Natalie Bondurant waited a moment, looked me in the eye, and said, “I was going to say it doesn’t matter. My clients don’t have to be innocent for me to defend them. But I think Derek’s giving it to me straight.”

“Shouldn’t Derek be telling all this to Barry?” I said. “What he heard? I mean, maybe Derek heard something, anything, that might help Barry find out who really did this. Because there’s still someone out there, someone who killed the Langleys.”

“Barry’s aware of all of this,” Natalie said. “But right now he figures he’s nailed this one.” She paused. “Derek did say he heard one thing.”

“What?” Ellen asked.

“ ‘Shame,’” Natalie said. “He heard a man say ‘shame.’”

Ellen and I looked at each other, not knowing what to make of that.

I reached into my pocket for something I’d brought along with me from home. I handed the disc, the one Derek had used to make a copy of A Missing Part, or as Brett Stockwell had called it, Nicholas Dickless, to Natalie Bondurant.

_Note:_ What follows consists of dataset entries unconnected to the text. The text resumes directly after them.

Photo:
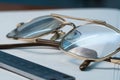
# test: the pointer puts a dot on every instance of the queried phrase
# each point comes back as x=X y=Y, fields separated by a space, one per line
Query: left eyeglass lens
x=35 y=28
x=91 y=41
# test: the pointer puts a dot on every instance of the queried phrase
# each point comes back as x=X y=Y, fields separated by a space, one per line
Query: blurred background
x=53 y=4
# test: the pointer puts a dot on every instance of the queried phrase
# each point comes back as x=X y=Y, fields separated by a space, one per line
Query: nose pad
x=84 y=52
x=57 y=35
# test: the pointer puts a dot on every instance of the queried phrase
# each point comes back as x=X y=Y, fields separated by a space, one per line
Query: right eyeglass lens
x=91 y=41
x=36 y=27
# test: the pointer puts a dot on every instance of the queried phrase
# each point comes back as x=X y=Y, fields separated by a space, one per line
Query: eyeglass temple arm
x=89 y=20
x=39 y=42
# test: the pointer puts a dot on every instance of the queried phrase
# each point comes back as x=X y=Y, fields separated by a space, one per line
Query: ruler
x=29 y=69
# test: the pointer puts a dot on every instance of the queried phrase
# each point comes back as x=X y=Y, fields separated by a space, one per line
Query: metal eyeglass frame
x=54 y=43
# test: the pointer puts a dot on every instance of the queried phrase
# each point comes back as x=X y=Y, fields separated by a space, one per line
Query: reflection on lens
x=97 y=40
x=35 y=28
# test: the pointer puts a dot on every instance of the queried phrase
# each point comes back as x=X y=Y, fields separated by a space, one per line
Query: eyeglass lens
x=35 y=28
x=91 y=41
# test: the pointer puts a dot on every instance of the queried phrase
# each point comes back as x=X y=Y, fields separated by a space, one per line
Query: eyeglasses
x=93 y=41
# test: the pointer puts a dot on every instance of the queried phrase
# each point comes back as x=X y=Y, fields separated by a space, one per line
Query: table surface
x=55 y=59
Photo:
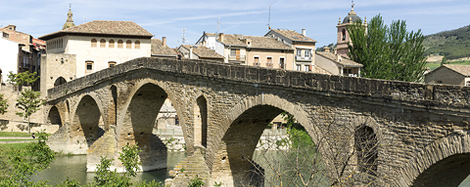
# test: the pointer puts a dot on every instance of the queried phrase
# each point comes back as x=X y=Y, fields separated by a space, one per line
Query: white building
x=91 y=47
x=8 y=58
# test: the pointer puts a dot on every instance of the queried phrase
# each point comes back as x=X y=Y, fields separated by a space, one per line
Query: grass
x=437 y=64
x=15 y=145
x=14 y=134
x=14 y=140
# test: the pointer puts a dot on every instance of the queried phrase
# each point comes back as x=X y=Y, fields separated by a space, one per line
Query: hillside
x=453 y=44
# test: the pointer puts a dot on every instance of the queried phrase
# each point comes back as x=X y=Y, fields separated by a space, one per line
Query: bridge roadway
x=420 y=132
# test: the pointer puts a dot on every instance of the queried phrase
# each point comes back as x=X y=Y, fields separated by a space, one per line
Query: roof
x=203 y=52
x=461 y=69
x=333 y=57
x=293 y=35
x=354 y=17
x=109 y=28
x=159 y=49
x=259 y=42
x=318 y=69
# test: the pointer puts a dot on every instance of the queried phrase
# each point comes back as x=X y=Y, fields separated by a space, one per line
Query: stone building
x=449 y=74
x=343 y=38
x=20 y=52
x=199 y=52
x=91 y=47
x=160 y=49
x=303 y=47
x=337 y=65
x=250 y=50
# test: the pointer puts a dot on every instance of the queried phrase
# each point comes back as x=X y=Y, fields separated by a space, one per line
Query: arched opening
x=451 y=171
x=112 y=108
x=141 y=114
x=296 y=158
x=366 y=149
x=54 y=117
x=200 y=122
x=85 y=128
x=59 y=81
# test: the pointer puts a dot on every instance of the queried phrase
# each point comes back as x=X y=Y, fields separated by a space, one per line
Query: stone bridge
x=421 y=131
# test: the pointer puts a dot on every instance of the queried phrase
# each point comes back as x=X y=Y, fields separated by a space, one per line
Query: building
x=160 y=49
x=90 y=47
x=27 y=49
x=250 y=50
x=343 y=38
x=337 y=65
x=449 y=74
x=199 y=52
x=302 y=45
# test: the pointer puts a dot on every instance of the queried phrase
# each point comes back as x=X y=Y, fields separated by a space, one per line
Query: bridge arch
x=444 y=162
x=54 y=116
x=241 y=132
x=85 y=123
x=137 y=122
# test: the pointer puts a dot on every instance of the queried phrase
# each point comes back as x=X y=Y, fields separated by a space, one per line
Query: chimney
x=164 y=41
x=190 y=52
x=221 y=37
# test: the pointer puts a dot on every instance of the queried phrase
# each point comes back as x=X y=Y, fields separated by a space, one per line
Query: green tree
x=388 y=52
x=23 y=78
x=3 y=104
x=28 y=102
x=17 y=165
x=444 y=60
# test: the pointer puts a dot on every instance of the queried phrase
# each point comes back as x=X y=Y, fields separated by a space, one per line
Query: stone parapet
x=386 y=91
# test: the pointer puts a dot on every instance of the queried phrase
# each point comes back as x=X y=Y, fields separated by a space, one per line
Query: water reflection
x=74 y=167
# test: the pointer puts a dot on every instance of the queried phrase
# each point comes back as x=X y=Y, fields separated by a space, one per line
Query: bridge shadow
x=142 y=111
x=450 y=171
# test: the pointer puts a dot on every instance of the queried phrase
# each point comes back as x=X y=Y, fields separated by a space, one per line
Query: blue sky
x=247 y=17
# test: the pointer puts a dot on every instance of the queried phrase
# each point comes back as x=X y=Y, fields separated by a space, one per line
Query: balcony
x=302 y=58
x=240 y=58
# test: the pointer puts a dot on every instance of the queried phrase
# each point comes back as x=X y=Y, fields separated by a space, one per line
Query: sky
x=247 y=17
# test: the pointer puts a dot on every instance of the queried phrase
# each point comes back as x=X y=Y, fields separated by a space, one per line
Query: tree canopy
x=387 y=52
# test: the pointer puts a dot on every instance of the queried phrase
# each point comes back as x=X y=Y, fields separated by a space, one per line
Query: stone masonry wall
x=407 y=117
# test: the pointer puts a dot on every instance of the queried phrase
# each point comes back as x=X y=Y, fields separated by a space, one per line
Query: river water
x=74 y=167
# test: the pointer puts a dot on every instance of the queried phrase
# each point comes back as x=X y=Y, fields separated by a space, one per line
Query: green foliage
x=3 y=104
x=17 y=165
x=22 y=78
x=388 y=52
x=196 y=182
x=28 y=102
x=130 y=159
x=453 y=44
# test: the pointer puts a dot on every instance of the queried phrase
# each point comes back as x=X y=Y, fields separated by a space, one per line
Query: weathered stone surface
x=416 y=125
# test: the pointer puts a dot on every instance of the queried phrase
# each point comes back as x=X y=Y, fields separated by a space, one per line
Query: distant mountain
x=453 y=44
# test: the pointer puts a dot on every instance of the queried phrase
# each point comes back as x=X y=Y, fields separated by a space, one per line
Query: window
x=120 y=44
x=269 y=62
x=111 y=43
x=111 y=63
x=89 y=67
x=93 y=42
x=307 y=53
x=137 y=44
x=256 y=62
x=102 y=43
x=281 y=63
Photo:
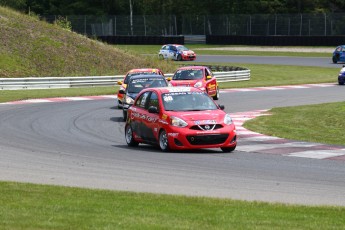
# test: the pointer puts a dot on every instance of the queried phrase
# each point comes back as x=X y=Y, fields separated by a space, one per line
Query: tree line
x=173 y=7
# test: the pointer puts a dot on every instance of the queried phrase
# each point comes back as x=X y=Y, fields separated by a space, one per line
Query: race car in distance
x=138 y=83
x=179 y=118
x=196 y=76
x=133 y=72
x=341 y=76
x=339 y=54
x=176 y=52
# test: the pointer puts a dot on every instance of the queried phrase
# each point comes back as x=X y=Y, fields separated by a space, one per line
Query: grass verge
x=16 y=95
x=321 y=123
x=29 y=206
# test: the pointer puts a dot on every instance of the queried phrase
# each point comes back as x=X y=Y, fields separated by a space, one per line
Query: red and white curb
x=249 y=141
x=60 y=99
x=254 y=89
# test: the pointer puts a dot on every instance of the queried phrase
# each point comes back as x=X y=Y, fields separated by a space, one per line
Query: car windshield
x=188 y=101
x=188 y=74
x=136 y=85
x=182 y=48
x=128 y=77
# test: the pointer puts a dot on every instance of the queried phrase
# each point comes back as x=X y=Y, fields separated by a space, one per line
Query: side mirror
x=153 y=109
x=222 y=107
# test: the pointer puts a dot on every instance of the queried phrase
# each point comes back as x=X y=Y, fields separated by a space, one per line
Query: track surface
x=295 y=61
x=81 y=143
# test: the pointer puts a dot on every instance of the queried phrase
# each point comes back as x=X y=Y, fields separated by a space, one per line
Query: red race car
x=179 y=118
x=196 y=76
x=176 y=52
x=133 y=72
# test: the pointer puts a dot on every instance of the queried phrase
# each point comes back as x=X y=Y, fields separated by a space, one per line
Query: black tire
x=216 y=97
x=335 y=59
x=124 y=115
x=163 y=141
x=228 y=150
x=129 y=137
x=119 y=105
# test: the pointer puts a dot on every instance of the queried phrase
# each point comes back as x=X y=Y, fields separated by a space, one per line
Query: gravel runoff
x=274 y=49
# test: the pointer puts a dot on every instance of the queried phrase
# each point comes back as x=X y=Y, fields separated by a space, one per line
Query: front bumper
x=185 y=138
x=188 y=57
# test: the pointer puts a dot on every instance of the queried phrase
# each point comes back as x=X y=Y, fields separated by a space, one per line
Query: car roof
x=147 y=76
x=192 y=67
x=173 y=45
x=144 y=70
x=175 y=89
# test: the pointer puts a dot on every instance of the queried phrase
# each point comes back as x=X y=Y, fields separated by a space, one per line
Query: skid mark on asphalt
x=284 y=87
x=249 y=141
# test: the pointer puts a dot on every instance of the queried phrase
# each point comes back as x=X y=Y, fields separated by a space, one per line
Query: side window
x=153 y=101
x=142 y=100
x=208 y=72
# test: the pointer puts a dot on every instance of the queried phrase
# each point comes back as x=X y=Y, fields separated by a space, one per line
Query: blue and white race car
x=341 y=76
x=339 y=54
x=176 y=52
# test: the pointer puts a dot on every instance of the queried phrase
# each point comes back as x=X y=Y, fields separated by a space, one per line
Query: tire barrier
x=223 y=74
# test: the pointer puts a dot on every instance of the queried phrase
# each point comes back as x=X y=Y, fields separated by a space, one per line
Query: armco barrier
x=70 y=82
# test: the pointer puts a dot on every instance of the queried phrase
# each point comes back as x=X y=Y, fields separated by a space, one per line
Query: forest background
x=173 y=7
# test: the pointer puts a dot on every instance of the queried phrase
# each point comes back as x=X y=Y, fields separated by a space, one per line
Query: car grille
x=206 y=127
x=207 y=139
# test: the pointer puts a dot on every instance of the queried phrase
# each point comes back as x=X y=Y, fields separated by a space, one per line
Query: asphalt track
x=295 y=61
x=82 y=144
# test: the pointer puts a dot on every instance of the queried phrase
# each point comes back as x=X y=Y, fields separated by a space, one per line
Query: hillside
x=33 y=48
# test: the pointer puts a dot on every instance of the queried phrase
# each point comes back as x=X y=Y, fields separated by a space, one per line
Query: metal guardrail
x=70 y=82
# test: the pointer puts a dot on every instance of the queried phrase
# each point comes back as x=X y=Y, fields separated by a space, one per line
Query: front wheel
x=129 y=137
x=228 y=149
x=124 y=115
x=163 y=141
x=335 y=60
x=216 y=97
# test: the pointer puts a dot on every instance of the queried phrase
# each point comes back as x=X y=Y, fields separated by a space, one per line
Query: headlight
x=178 y=122
x=129 y=100
x=198 y=84
x=227 y=119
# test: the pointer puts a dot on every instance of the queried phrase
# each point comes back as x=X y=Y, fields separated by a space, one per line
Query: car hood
x=205 y=116
x=184 y=82
x=132 y=95
x=188 y=52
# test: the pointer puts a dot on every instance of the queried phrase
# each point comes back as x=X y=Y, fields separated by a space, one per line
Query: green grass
x=15 y=95
x=321 y=123
x=33 y=48
x=29 y=206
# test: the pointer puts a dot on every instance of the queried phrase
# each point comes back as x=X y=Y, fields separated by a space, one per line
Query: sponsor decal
x=204 y=122
x=211 y=86
x=172 y=134
x=143 y=117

“What’s this?” she asked, Ellen watching as I placed the disc in her hand.

“Just hang on to it for me,” I said. “For safekeeping.”

TWENTY-TWO

I asked Natalie Bondurant whether she could join us for a coffee to talk about things, but she had another pressing court appearance. So I suggested to Ellen we hit a diner a block down from the courthouse for something to eat. We’d not had breakfast. It was nearly noon, and as bad as I felt, emotionally and physically, I was hungry.

“I can’t eat,” Ellen said.

“I feel the same,” I said. “But we need to keep our strength up if we’re going to help Derek.”

But I abandoned the plan when we came out of the building and found half a dozen photographers and three camera crews waiting for us. They shouted their questions all at once, so they became a jumble of “Did we believe our son was innocent why would he do this was a guilty plea forthcoming.” I held on to Ellen’s arm and kept us moving forward, looking straight ahead, not responding to anything anyone asked us.